For many, the answer is clear. Menu 1 is full of ingredients that are altered and processed even though they tend to be considered ‘healthy’. Menu 2 consists of dishes created from minimally processed ingredients that are rich in fibre, good fats, vitamins and minerals. I can imagine many would agree that Menu 2 is also much more easy on the taste buds.

So how do we naturally switch our perception from Menu 1 to Menu 2?  I’ve put together these three simple questions you can ask yourself before constructing your healthy menu:

  1. Do my ingredients represent what they are supposed to represent? An example would be a fat free sour cream. By definition, a sour cream cannot be called sour cream if it doesn’t have any fat in it. Cream is made of fat and a fat free sour cream is a synthetic imitation of the real thing. It does not represent what it is supposed to represent. Same goes for imitation meat, cheese, eggs, etc.
  2. Have I explored all other possibilities for this meal? In our example above,  sausage links, muffins and oatmeal are not the only breakfast options. You can use wholesome ingredients to create healthy versions of pancakes, waffles, omelets, quiches, yogurt parfaits, etc.
  3. Are my portions representative of the ‘healthy’ way of eating? This is where you can truly influence your customers: you will now be giving them a filling, nutrient-packed meal that does not have to take up the entire plate. Instead, consider filling up the space with fruits, veggies or garnishes that are high in vitamins and minerals but low in calories.

Remember, just because something is fat-free, or reduced-calorie, it doesn’t mean that it is healthy. You are better off using a smaller amount of the ‘real’ product and reducing your portion size than a full amount of a synthetic or processed version.

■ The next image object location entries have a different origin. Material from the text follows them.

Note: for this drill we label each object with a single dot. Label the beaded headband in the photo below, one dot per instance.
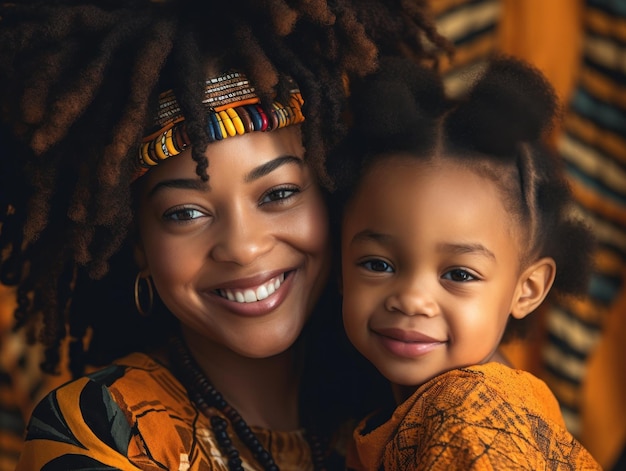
(233, 108)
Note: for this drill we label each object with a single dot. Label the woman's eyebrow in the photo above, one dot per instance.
(179, 183)
(272, 165)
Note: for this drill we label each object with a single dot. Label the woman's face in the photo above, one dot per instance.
(240, 260)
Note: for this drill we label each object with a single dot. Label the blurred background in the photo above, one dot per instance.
(579, 348)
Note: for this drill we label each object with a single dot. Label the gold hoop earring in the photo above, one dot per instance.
(139, 290)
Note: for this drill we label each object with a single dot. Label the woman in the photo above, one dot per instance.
(136, 155)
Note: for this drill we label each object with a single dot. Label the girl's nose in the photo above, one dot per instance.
(412, 299)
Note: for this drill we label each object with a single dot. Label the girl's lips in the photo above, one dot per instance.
(407, 344)
(255, 300)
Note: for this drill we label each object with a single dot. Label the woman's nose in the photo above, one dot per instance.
(242, 239)
(412, 298)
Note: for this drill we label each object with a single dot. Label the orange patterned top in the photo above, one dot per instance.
(481, 417)
(135, 415)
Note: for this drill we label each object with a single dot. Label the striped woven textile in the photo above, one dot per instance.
(593, 143)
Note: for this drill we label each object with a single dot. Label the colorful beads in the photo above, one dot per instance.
(233, 109)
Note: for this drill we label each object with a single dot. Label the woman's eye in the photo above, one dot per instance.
(279, 194)
(377, 265)
(183, 214)
(459, 275)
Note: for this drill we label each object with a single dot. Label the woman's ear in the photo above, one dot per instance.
(533, 286)
(140, 258)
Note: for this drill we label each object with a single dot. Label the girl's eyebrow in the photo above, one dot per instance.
(461, 248)
(370, 235)
(272, 165)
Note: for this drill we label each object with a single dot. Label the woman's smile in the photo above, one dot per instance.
(254, 300)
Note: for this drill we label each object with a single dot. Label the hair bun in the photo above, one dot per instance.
(511, 102)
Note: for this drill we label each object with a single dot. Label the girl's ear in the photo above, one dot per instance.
(533, 286)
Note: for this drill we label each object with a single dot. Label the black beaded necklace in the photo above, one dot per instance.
(206, 397)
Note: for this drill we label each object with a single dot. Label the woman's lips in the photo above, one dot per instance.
(255, 299)
(407, 344)
(251, 295)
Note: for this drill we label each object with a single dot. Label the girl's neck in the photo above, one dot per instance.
(263, 390)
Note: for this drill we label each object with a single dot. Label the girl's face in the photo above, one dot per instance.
(430, 268)
(240, 260)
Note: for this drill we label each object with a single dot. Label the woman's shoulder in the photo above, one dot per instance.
(116, 416)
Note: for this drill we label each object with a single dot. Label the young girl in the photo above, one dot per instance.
(161, 206)
(455, 227)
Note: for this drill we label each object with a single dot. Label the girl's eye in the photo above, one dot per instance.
(459, 275)
(183, 214)
(279, 194)
(377, 266)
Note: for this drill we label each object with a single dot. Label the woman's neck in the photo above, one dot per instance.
(263, 390)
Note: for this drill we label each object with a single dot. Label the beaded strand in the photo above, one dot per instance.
(206, 398)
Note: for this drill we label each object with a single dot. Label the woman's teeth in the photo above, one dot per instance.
(253, 295)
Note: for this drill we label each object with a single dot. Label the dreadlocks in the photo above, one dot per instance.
(80, 82)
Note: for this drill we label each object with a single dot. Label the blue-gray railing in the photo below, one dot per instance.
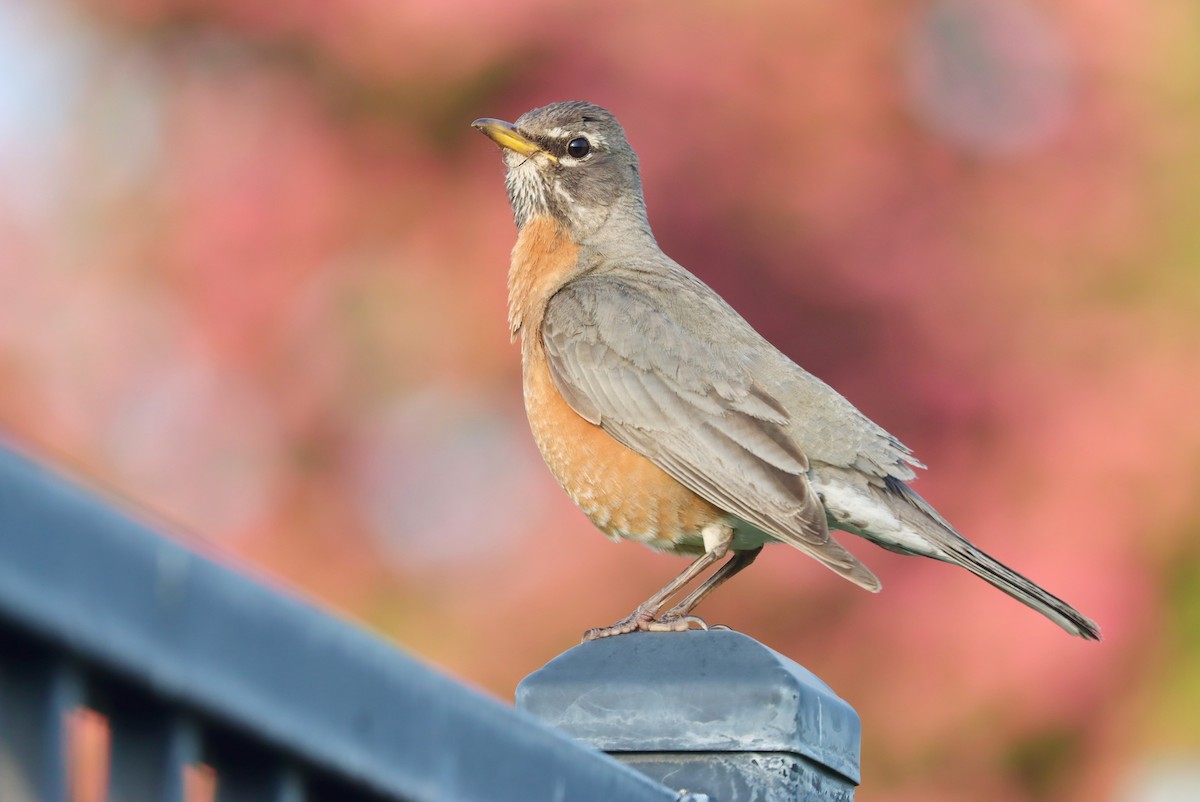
(191, 663)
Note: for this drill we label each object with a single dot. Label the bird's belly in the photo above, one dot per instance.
(619, 490)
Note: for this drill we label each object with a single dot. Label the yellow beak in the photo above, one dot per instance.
(505, 135)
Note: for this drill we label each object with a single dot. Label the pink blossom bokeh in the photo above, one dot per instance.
(252, 265)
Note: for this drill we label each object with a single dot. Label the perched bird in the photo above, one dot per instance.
(665, 416)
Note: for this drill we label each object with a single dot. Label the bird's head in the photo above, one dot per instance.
(570, 161)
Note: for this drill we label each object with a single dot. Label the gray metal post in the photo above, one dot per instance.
(712, 712)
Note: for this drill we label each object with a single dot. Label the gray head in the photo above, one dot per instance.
(570, 161)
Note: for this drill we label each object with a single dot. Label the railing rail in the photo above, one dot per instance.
(191, 663)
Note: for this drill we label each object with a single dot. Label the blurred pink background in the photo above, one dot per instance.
(252, 265)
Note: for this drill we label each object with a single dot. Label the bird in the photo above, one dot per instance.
(666, 417)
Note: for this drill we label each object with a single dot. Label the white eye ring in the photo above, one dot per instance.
(579, 148)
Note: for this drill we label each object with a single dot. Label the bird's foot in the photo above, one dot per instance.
(645, 621)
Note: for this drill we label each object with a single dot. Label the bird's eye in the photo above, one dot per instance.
(579, 148)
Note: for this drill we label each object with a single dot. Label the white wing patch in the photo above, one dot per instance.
(851, 507)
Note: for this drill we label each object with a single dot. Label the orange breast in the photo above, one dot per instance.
(623, 492)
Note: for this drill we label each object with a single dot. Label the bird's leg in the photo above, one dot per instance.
(682, 611)
(646, 617)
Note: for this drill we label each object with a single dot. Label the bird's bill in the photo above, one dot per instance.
(505, 135)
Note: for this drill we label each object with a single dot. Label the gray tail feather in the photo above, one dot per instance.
(964, 554)
(1025, 591)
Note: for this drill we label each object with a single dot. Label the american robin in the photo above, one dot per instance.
(665, 416)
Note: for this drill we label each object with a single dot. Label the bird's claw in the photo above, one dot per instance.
(643, 621)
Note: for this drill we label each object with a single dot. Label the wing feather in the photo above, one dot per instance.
(691, 407)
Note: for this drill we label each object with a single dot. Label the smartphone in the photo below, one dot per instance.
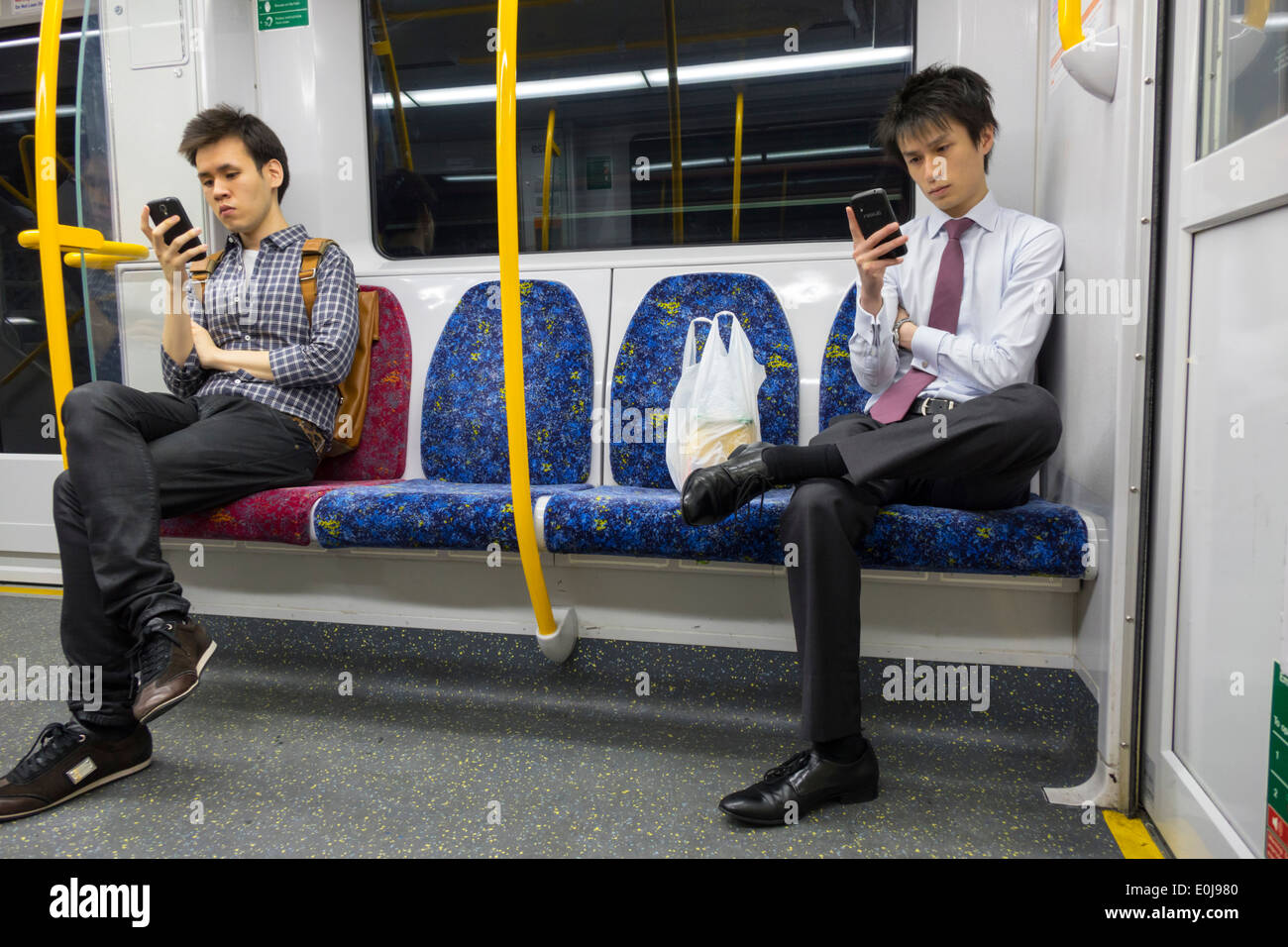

If we want change to take place around us, we all need to chip in. With culinary profession taking the center stage in our society, it is clear that chefs can have a tremendous influence on the way the rest of us perceive food and eating. Healthy cooking can and should be just as exciting as ‘regular’ cooking. The same goes for healthy eating. If we can put these two together by shaking off our deeply ingrained perceptions, we will all be on the road to creating a healthier life.